Brianna Almaguer Sandoval
Human Migration and Mobility/Project Voice Policy Graduate Intern

The United States has a checkered history of immigration policies which has tried to deter and subsequently led to the deportation and separation of undocumented immigrant families or workers. European countries are now beginning to experience high levels of undocumented or "irregular" immigrants and as a result have undertaken efforts to establish a European immigration system. These new policies have troubled human rights advocates and disturbed world leaders - including Latin American leaders - who have expressed their opposition, and pledge to take action if the new policies are enacted.

European Pact on Immigration and Asylum

On July 1st, French President Nicolas Sarkozy became president of the European Union (EU). President Sarkozy has made immigration one of his top priorities stating that he does not want "a closed Europe...but nor do we want a Europe that stands by powerless before the unchecked waves of immigration." The "European Pact on Immigration and Asylum" has developed principles to help the 27-nation bloc EU manage migration, fight undocumented immigration and help development in developing nations, or those from which people are leaving or traveling through to get to Europe (Agence Franc-Presse). European Union ministers met in Cannes, France on July 7 to reach an agreement on the creation of an EU-wide immigration system. President Sarkozy hopes to have a plan formally adopted in October. Most of the EU member nations have accepted the proposed pact's broad outline.

The European Commission estimates that there are between 6 and 8 million undocumented immigrants within the EU (Times of Malta). While many European countries wish to increase border security, this must be balanced with their need for skilled immigrant and seasonal workers as their populations decline, and as their aging populations leave the workforce (Gulf Times). One of the main components of the pact is that legal immigration will be organized based on a state's needs and ability to welcome people (Gulf Times). While member countries of the European Union enjoy free movement between countries in the Schengen passport-free zone, the current discussion calls for increased security on the EU's borders to the outside world. Also, refugees will increasingly be required to apply for asylum status from outside the European Union. In addition, authorities will be allowed to detain undocumented immigrants for up to 18 months and ban them from reentry for up to five years (Times of Malta).
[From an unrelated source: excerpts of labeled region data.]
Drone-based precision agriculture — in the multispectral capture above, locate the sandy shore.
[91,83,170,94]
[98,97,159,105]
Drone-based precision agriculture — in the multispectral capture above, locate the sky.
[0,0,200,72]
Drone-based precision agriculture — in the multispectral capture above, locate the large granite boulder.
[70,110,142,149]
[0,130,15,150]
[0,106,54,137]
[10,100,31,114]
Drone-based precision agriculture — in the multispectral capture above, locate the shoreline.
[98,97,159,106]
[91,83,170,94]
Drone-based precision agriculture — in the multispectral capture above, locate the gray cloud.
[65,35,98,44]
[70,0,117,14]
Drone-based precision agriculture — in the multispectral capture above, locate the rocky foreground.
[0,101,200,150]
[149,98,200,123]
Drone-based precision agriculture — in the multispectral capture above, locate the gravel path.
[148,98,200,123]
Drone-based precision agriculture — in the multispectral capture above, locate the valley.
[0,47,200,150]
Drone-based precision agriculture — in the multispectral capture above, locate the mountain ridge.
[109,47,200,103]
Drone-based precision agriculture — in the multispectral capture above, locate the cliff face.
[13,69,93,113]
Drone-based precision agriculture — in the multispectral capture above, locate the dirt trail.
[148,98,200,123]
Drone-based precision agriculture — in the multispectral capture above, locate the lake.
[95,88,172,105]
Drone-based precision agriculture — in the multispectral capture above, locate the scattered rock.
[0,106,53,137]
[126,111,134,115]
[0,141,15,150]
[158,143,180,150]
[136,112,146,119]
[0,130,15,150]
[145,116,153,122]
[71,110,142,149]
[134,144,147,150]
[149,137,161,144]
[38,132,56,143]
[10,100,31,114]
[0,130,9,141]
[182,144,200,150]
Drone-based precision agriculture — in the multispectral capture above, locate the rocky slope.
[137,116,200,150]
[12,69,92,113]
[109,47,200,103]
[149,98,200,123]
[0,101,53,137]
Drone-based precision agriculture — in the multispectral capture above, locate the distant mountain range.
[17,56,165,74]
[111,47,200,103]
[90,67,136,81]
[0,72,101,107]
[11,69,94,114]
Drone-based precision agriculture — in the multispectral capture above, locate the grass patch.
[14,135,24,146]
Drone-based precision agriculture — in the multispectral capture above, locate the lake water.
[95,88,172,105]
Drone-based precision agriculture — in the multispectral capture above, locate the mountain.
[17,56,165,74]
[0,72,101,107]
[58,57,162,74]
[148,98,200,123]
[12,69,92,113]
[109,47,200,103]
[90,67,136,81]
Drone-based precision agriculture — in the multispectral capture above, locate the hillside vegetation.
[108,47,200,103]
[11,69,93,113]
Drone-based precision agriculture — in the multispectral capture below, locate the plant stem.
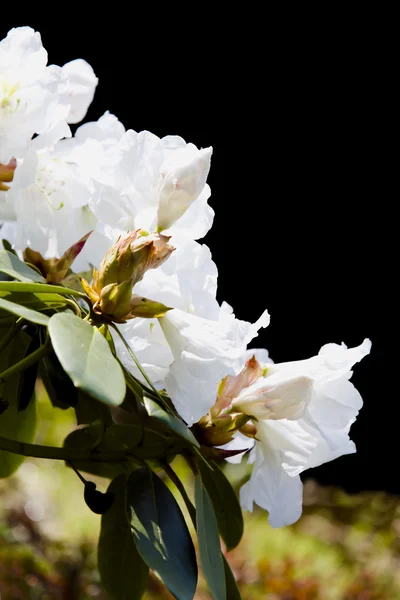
[0,338,51,384]
[111,323,171,412]
[162,463,196,528]
[0,436,128,462]
[0,317,25,352]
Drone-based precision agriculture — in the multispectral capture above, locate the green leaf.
[0,250,46,283]
[222,555,242,600]
[198,462,244,551]
[49,313,126,406]
[74,392,113,425]
[40,352,79,410]
[0,298,49,325]
[0,284,67,310]
[143,396,200,448]
[127,469,197,600]
[97,475,149,600]
[0,331,36,478]
[0,281,85,296]
[17,325,41,412]
[194,475,227,600]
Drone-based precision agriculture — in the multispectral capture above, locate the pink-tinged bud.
[211,356,264,416]
[96,229,174,292]
[157,146,212,231]
[0,158,17,192]
[23,231,92,284]
[239,422,257,439]
[192,413,250,446]
[81,229,174,323]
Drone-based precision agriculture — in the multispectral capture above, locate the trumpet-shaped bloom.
[0,27,97,164]
[6,140,97,258]
[159,308,269,425]
[87,130,214,245]
[234,340,371,527]
[111,238,220,387]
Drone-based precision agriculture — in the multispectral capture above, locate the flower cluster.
[0,27,371,527]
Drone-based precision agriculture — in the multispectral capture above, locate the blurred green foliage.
[0,386,400,600]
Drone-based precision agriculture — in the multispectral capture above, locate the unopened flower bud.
[23,231,92,284]
[0,158,17,192]
[193,413,250,446]
[81,229,174,323]
[157,146,212,231]
[94,229,174,292]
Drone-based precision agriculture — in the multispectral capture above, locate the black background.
[0,15,392,493]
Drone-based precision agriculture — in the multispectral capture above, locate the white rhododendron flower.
[233,340,371,527]
[157,145,212,231]
[6,140,97,258]
[62,58,98,123]
[86,130,214,239]
[112,239,221,387]
[0,27,371,552]
[0,27,97,164]
[159,309,269,425]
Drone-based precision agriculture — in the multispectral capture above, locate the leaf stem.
[0,317,25,352]
[161,463,197,529]
[111,323,171,412]
[0,436,128,462]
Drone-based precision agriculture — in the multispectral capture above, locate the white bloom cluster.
[0,27,370,526]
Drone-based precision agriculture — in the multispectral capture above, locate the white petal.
[62,58,98,123]
[240,445,303,527]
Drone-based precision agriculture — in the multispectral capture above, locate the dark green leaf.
[0,298,49,325]
[98,475,149,600]
[0,331,36,478]
[83,481,114,515]
[40,352,78,409]
[222,555,242,600]
[0,284,67,310]
[71,392,113,425]
[49,313,126,406]
[199,462,243,551]
[64,423,129,479]
[0,281,84,296]
[17,332,40,412]
[1,239,18,256]
[143,396,200,448]
[194,475,227,600]
[127,469,197,600]
[0,250,46,283]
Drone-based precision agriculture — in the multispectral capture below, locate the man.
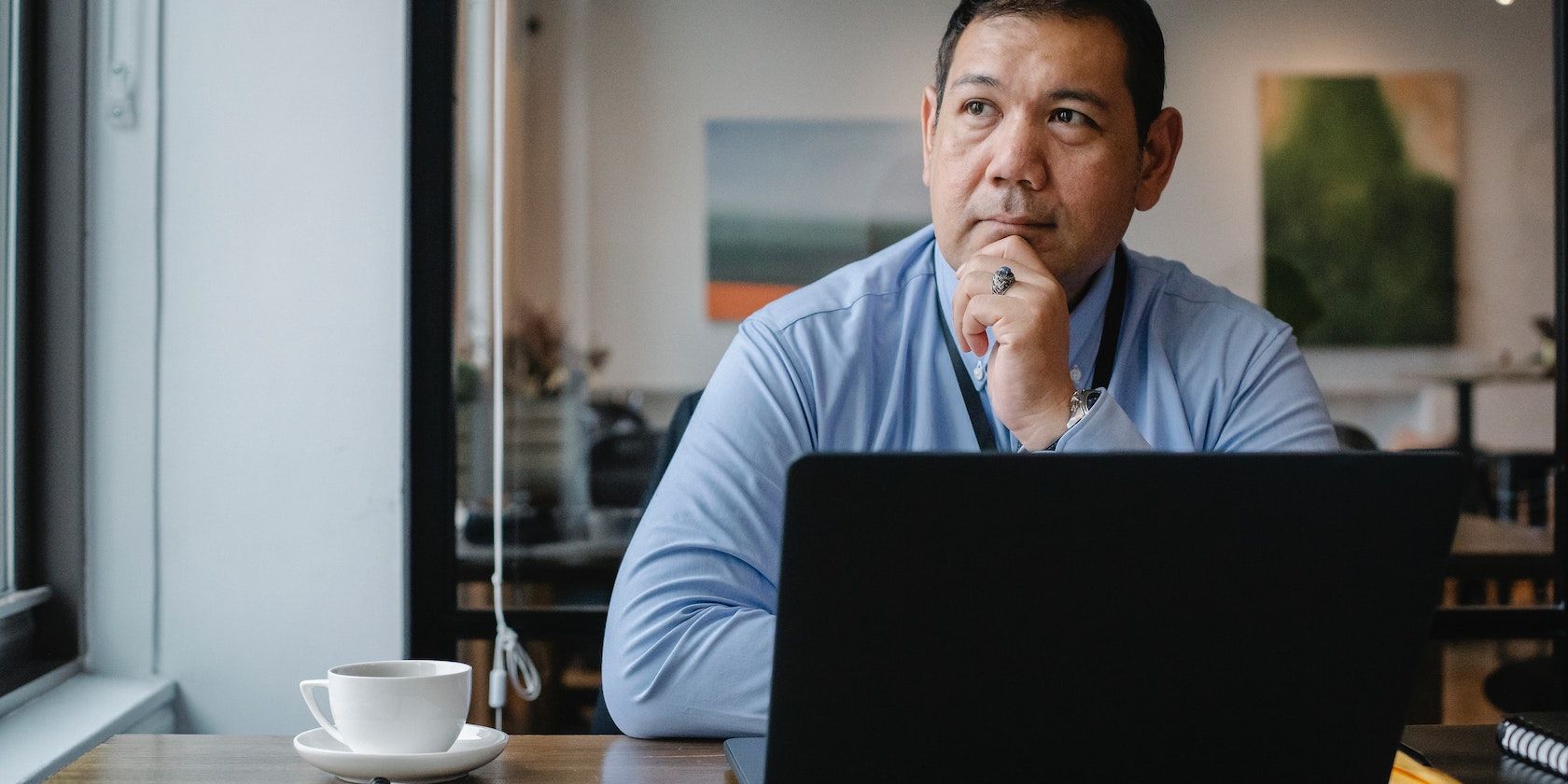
[604,0,1335,737]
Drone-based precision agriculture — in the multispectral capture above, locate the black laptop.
[726,454,1464,784]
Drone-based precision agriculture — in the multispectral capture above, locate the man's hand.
[953,235,1077,452]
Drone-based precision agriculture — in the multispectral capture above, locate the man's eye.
[964,101,991,118]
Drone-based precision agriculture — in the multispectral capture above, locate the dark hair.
[936,0,1165,140]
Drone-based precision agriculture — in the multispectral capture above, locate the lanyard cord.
[931,246,1127,452]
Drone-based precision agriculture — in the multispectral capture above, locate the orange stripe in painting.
[707,281,800,321]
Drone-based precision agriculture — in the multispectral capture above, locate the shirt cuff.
[1056,389,1154,452]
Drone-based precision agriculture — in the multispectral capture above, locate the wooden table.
[49,735,735,784]
[49,724,1522,784]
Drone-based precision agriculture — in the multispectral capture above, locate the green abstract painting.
[1259,74,1458,346]
[706,119,931,321]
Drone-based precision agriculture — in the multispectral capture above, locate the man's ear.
[920,86,936,187]
[1134,106,1181,210]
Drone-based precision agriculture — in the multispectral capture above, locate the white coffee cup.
[300,660,473,754]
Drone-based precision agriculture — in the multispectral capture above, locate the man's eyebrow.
[1046,88,1110,111]
[953,74,1002,88]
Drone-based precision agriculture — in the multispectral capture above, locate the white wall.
[561,0,1552,443]
[157,0,408,734]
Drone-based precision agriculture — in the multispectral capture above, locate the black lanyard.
[931,246,1127,452]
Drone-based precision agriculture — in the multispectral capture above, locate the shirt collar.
[931,240,1116,389]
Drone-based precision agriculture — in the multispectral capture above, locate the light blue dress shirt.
[604,228,1336,737]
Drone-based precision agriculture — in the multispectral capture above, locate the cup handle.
[300,678,353,748]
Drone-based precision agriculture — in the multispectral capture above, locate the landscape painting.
[1259,74,1460,346]
[706,119,931,320]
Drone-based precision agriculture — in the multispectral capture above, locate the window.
[0,0,85,713]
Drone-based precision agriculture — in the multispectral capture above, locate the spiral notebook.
[1497,712,1568,777]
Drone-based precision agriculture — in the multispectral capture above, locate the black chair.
[1335,422,1377,452]
[588,389,703,735]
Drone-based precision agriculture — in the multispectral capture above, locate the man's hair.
[933,0,1165,141]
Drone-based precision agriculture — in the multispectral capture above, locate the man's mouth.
[980,215,1057,229]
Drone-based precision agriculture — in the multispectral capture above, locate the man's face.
[922,16,1159,290]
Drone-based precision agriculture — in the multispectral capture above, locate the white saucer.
[295,724,507,784]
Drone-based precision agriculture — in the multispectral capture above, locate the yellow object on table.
[1388,751,1462,784]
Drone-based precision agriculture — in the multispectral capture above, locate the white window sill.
[0,674,174,782]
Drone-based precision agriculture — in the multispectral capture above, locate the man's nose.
[987,116,1049,189]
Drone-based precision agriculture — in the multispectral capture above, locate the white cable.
[489,0,541,729]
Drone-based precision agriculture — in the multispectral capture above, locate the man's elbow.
[604,651,674,738]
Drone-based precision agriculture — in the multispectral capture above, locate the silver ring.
[991,267,1017,293]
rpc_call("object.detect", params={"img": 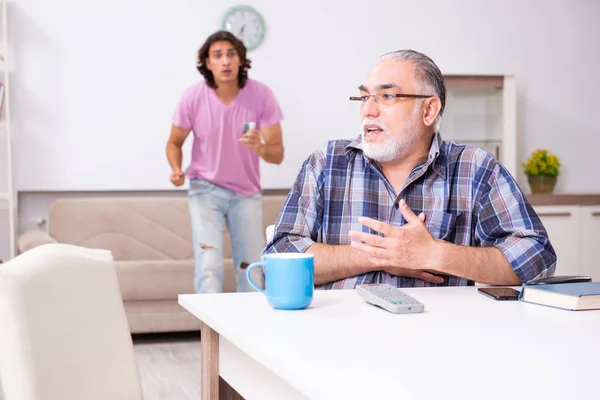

MERCOSUR Condemns Proposed EU Immigration Pact: Latin American Presidents Speak out

On July 1, during a two-day summit in the Argentinean city of Tucuman, Presidents of the Common Market of the South (Mercosur) condemned the immigration pact of the European Union. Mercosur passed a resolution condemning the EU, "We can't be silent about this, we need to take a stand..." said Venezuela's President Hugo Chavez. Chavez also threatened to stop selling oil to European countries if they apply the law. Argentine President Cristina Fernandez said that the measure "takes us back to times of xenophobia that we thought were long behind us." Chile's President Michelle Bachelet stated, "We were very generous with the Europeans who arrived in our land in the last century, and the truth is that it is not fair for our people to get a denigrating treatment." The Mercosur condemnation is seen as a particularly bold public step due to the EU's role as the primary Mercosur funder.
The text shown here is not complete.